The Size of Thoughts
Page 13
The preparation of a catalogue may seem a light task, to the inexperienced, and to those who are unacquainted with the requirements of the learned world, respecting such works. In truth, however, there is no species of literary labor so arduous and perplexing. The peculiarities of titles are, like the idiosyncrasies of authors, innumerable.
In 1850, the librarian of the American Antiquarian Society was asked to produce a new catalog for the society. “Men have become insane,” the agitated librarian responded,
in their efforts to reduce these labors to a system; and several instances are recorded where life has been sacrificed in consequence of the mental and physical exertion required for the completion of a catalogue in accordance with the author’s view of the proper method of executing such a task.
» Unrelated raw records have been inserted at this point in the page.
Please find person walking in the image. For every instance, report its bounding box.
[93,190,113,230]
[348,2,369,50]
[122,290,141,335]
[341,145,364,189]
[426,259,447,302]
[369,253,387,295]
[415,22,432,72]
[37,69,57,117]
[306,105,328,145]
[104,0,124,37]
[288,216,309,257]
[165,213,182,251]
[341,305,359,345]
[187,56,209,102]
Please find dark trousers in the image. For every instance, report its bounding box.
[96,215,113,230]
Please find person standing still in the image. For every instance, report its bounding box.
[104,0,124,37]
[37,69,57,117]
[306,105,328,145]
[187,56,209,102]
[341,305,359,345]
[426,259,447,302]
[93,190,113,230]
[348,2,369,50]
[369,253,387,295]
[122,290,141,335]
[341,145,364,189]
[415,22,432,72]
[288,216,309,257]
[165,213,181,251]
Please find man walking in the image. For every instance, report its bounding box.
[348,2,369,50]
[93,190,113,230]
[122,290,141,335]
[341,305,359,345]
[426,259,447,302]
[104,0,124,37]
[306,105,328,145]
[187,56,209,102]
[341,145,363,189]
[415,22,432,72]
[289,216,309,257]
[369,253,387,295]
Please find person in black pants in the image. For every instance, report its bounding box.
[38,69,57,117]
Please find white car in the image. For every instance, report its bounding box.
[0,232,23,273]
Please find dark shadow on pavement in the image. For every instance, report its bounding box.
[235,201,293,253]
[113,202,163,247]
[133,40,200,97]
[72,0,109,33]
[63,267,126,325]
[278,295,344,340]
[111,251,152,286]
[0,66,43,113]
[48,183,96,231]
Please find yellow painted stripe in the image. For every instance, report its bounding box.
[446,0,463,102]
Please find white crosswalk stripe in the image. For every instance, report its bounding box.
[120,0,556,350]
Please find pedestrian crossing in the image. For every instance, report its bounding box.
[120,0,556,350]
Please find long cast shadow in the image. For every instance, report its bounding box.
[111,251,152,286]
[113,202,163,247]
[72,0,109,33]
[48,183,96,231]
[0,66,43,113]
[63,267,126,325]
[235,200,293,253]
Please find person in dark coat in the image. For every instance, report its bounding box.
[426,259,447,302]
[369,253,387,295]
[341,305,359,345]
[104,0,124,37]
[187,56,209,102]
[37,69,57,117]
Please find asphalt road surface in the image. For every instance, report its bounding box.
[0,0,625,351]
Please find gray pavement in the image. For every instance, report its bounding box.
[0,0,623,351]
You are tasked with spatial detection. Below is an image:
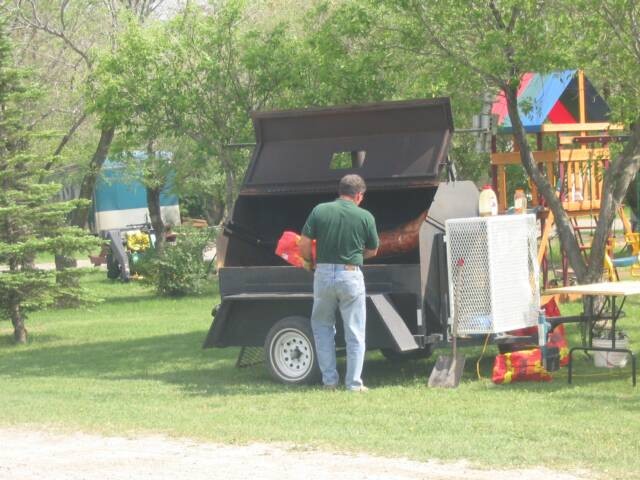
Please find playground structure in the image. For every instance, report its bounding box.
[491,70,640,288]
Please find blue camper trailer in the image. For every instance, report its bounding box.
[93,160,180,233]
[92,156,180,281]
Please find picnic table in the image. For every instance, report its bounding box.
[545,281,640,387]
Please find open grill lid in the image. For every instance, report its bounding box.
[240,98,453,195]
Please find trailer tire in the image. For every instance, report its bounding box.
[380,347,431,362]
[264,316,320,385]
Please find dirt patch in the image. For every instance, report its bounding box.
[0,428,590,480]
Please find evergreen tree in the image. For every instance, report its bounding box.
[0,23,97,343]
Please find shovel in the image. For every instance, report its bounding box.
[428,259,465,388]
[428,328,465,388]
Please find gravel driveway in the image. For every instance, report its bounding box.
[0,428,590,480]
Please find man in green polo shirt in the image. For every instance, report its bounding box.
[300,175,379,392]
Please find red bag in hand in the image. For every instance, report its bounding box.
[491,348,552,383]
[276,231,316,268]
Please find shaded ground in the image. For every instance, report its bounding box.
[0,428,590,480]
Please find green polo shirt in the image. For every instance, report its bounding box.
[302,198,379,265]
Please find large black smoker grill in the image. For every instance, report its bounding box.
[204,98,478,383]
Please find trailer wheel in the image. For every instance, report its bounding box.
[380,347,431,362]
[264,317,320,385]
One Sunday, feeling only semi-sane myself, I called up Jim Ranz, retired dean of the Libraries of the University of Kansas, from whose immortal monograph The Printed Book Catalogue in American Libraries: 1723–1900 (1964) this last quotation is taken, and I asked him to comment on the passing of card catalogs. Mr. Ranz was not terribly concerned about their fate. “Retention of a card catalog would have to be a pretty low priority in most libraries,” he said. What he really wanted to talk about was Charles Ammi Cutter (1837–1903), the author of what is in Mr. Ranz’s opinion the finest library catalog ever made. Cutter’s masterpiece is the five-volume catalog of the Boston Athenaeum, published between 1874 and 1882. “I’m not sure he wasn’t the greatest cataloger that lived,” Mr. Ranz told me. The work is 3,402 pages long, and is elaborately and commonsensically cross-referenced; it cost the Athenaeum almost a hundred thousand dollars to produce. It is still of interest and utility to historians—as is the card catalog for the Athenaeum, which Cutter also developed. So far, the library has held on to its original cards.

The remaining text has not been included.